Beim Stromnetzausbau in Deutschland soll es trotz der Proteste in Bayern bei drei großen Trassen in den Süden bleiben, allerdings sind insgesamt sieben größere Korrekturen geplant. So soll die von CSU-Chef Horst Seehofer scharf kritisierte Ost-Süd-Trasse um 110 Kilometer Richtung Norden verlängert werden und bei Magdeburg beginnen, um mehr Windstrom nach Bayern transportieren zu können. Dies geht aus dem am Dienstag von den vier Übertragungsnetzbetreibern veröffentlichten Entwurf für den überarbeiteten Ausbauplan hervor.

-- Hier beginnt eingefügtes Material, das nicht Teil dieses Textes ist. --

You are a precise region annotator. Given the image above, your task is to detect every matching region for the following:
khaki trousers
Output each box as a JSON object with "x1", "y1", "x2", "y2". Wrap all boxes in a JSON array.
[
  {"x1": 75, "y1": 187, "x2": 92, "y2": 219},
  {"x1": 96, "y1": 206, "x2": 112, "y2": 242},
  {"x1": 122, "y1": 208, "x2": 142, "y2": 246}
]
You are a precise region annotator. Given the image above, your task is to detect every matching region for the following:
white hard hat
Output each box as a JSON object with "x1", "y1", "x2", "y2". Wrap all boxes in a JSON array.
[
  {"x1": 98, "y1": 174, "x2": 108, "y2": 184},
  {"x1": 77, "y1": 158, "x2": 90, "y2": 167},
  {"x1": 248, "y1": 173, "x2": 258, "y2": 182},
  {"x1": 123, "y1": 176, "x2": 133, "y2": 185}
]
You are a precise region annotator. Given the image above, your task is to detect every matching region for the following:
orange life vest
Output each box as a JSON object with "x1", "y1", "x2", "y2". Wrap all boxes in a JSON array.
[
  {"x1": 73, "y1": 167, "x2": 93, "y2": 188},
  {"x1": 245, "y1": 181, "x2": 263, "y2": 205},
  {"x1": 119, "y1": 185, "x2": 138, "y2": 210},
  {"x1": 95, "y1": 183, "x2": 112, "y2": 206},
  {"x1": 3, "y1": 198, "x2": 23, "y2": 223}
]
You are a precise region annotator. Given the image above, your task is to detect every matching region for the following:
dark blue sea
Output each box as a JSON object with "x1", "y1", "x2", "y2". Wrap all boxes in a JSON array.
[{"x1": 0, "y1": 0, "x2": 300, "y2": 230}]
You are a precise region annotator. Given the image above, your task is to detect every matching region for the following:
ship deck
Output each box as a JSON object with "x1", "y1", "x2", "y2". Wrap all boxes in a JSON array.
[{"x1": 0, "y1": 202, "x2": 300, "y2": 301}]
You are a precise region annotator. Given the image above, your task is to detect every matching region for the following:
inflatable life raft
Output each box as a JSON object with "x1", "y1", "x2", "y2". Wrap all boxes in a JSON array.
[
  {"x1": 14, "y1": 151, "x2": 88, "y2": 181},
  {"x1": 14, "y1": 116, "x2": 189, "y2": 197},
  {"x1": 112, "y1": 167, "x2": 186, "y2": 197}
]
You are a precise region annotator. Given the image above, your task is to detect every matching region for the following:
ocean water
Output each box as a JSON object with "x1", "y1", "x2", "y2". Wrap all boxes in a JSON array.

Sieben größere Korrekturen geplant
Mit der Verlagerung des Startpunktes scheinen die Netzbetreiber Protesten Rechnung zu tragen, dass vor allem Braunkohlestrom über die Trasse nach Bayern gelangen könnte - bisher sollte sie in Bad Lauchstädt nahe eines Braunkohlereviers starten. In Bayern soll die Ost-Süd-Trasse zudem nicht mehr in Meitingen bei Augsburg, sondern 30 Kilometer weiter westlich beim AKW Gundremmingen in Schwaben enden.
Von dort soll der Strom auf untere Spannungsebenen verteilt werden. In den nächsten zehn Jahren sollen insgesamt 2800 Kilometer an neuen Höchstspannungsleitungen gebaut werden, die meisten als Gleichstromtrassen mit einer Transportkapazität von sechs Gigawatt. 2900 Kilometer im bestehenden Netz sollen optimiert werden. An Kosten werden mindestens 22 Milliarden Euro veranschlagt - ohne Erdkabel. Die Bundesnetzagentur muss die Vorschläge nun prüfen und genehmigen. Dann müssen Bundesregierung, Bundestag und Bundesrat darüber beraten.
Details zum Strom-Abtransport
Mit dem Ausbau soll vor allem mehr Windstrom aus dem Norden und Osten in den Süden kommen. Die geplante "Hauptschlagader" der Energiewende, der in Schleswig-Holstein beginnende 800 Kilometer lange SuedLink, soll beim Abzweig nach Baden-Württemberg nun bei Wendlingen enden, um näher an die Industrieregion Stuttgart heranzurücken. Dafür soll eine von Bünzwangen nach Goldshöfe geplante Wechselstromtrasse entfallen.
Zum Abtransport von Windstrom aus Mecklenburg-Vorpommern sollen zudem Leitungen von 220 auf 380 Kilovolt verstärkt werden, und zwar bei den Trassen Pasewalk-Lubmin und Lubmin-Lüdershagen-Güstrow. Eine weitere Netzverstärkung ist von Hamburg/Nord nach Krümmel geplant. Bei Gütersloh in NRW soll auf eine Höchstspannungstrasse verzichtet werden, ebenso auf eine Trasse von Borken nach Gießen in Hessen. An der Nordsee soll eine Leitung zum Abtransport von Meeres-Windstrom östlich zum Einspeisepunkt Cloppenburg/Ost verlagert werden.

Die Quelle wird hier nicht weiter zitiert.